# We're in the news again!



## supernaut_32273 (Apr 9, 2017)

https://www.thetimes.co.uk/edition/...ivers-gang-up-to-exploit-passengers-ctxbvhv98

*Not fare: how Uber drivers gang up to exploit passengers*

..."_According to the researchers, drivers in the same area co-ordinate to log out of the taxi-hailing app so that their cars drop off the list of available rides._


_This causes prices to increase in line with the economics of supply and demand, with fares potentially rising to several times the normal rate."_


----------



## ratethis (Jan 7, 2017)

Boohooo then they can take a cab for twice the money anyway.. MHO.. and I only read what was available to read without signing into the site.


----------



## 4.9 forever (May 31, 2017)

And PAX wait until the surge goes down before they request. Seems like this problem has an easy solution on both sides.


----------



## steveK2016 (Jul 31, 2016)

I heard this a long time ago and so heard uber has an algorithm that detects this. It shouldnt be hard to track if the same group of drivers tend to log off and on at the same time. 

In the early days of uber this was possible but uber is much more sophisticated now. I think this is just rider paranoia.


----------



## Nomad (Jul 30, 2015)

Yes.
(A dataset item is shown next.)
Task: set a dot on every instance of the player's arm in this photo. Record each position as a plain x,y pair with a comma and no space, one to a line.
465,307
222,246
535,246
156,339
Completely unfair how "independent contractors" would decide to set their own rate.


----------



## steveK2016 (Jul 31, 2016)

Nomad said:


> Yes. Completely unfair how "independent contractors" would decide to set their own rate.


You can set your own rate but this is not the same. This is collaborating with others to manipulate a system meant to be used as an organic method of detecting supply and demand. An individual driver is free to go off line anytime he wants to wait out for a surge, but once collaborating with many to manipulate it you are in violation of the spirit of the app.

You can set your own rate. If your rate is $2 a mile on X, you are free to not accept a ride until theres a 2.7x surge. Thays your freedom as an IC


----------



## HazardousDescent (Jul 25, 2016)

N=3 sample size, it must be true! /Sarcasm
Just because it's smarter to go offline before a known surge is about to occur, and wait for it, doesn't mean anyone is coordinating it.


----------



## Dug_M (Feb 16, 2017)

HazardousDescent said:


> N=3 sample size, it must be true!
> Just because it smarter to go offline before a known surge is about to occur, and wait for it, doesn't mean anyone is coordinating it.


You don't want to get pulled out of a busy bar/entertainment area just before bar closing or the event ends... Not collusion just plain common sense...


----------



## Nomad (Jul 30, 2015)

steveK2016 said:


> You can set your own rate but this is not the same. This is collaborating with others to manipulate a system meant to be used as an organic method of detecting supply and demand. An individual driver is free to go off line anytime he wants to wait out for a surge, but once collaborating with many to manipulate it you are in violation of the spirit of the app.


This is an article *claiming* that drivers are collaborating based on reading posts in this forum where drivers suggest going offline and waiting for surge in order to set their own rates. They take the sharing of individual strategy and claim conspiracy.

There are no threads where drivers discuss a coordinated plan to go offline at a certain time and place in order to create a false surge.

And the reality is that collaboration would have only worked about 3-4 years ago in cities where Uber was less than a year old. Once a city hits the 100 driver mark, 10-20 drivers colluding wouldn't make much of a difference.


----------



## steveK2016 (Jul 31, 2016)

Nomad said:


> This is an article *claiming* that drivers are collaborating based on reading posts in this forum where drivers suggest going offline and waiting for surge in order to set their own rates. They take the sharing of individual strategy and claim conspiracy.
> 
> There are no threads where drivers discuss a coordinated plan to go offline at a certain time and place in order to create a false surge.
> 
> And the reality is that collaboration would have only worked about 3-4 years ago in cities where Uber was less than a year old. Once a city hits the 100 driver mark, 10-20 drivers colluding wouldn't make much of a difference.


Yea i figured it was just paranoia. If an individual driver wants to stay off line and wait, he has every right to do so. Theres no collaboration.


----------



## Nomad (Jul 30, 2015)

steveK2016 said:


> Yea i figured it was just paranoia. If an individual driver wants to stay off line and wait, he has every right to do so. Theres no collaboration.


Not sayin' it wouldn't be nice if we could get some collaboration, though... heh... heh heh... heh... ahhhhh (my best Norm MacDonald impression)


----------



## touberornottouber (Aug 12, 2016)

Yeah passengers are really being exploited paying under $1 a mile (in some areas). Come on already.

What about me driving 10+ miles to pick you up for a $2.96 minimum ride payment?


----------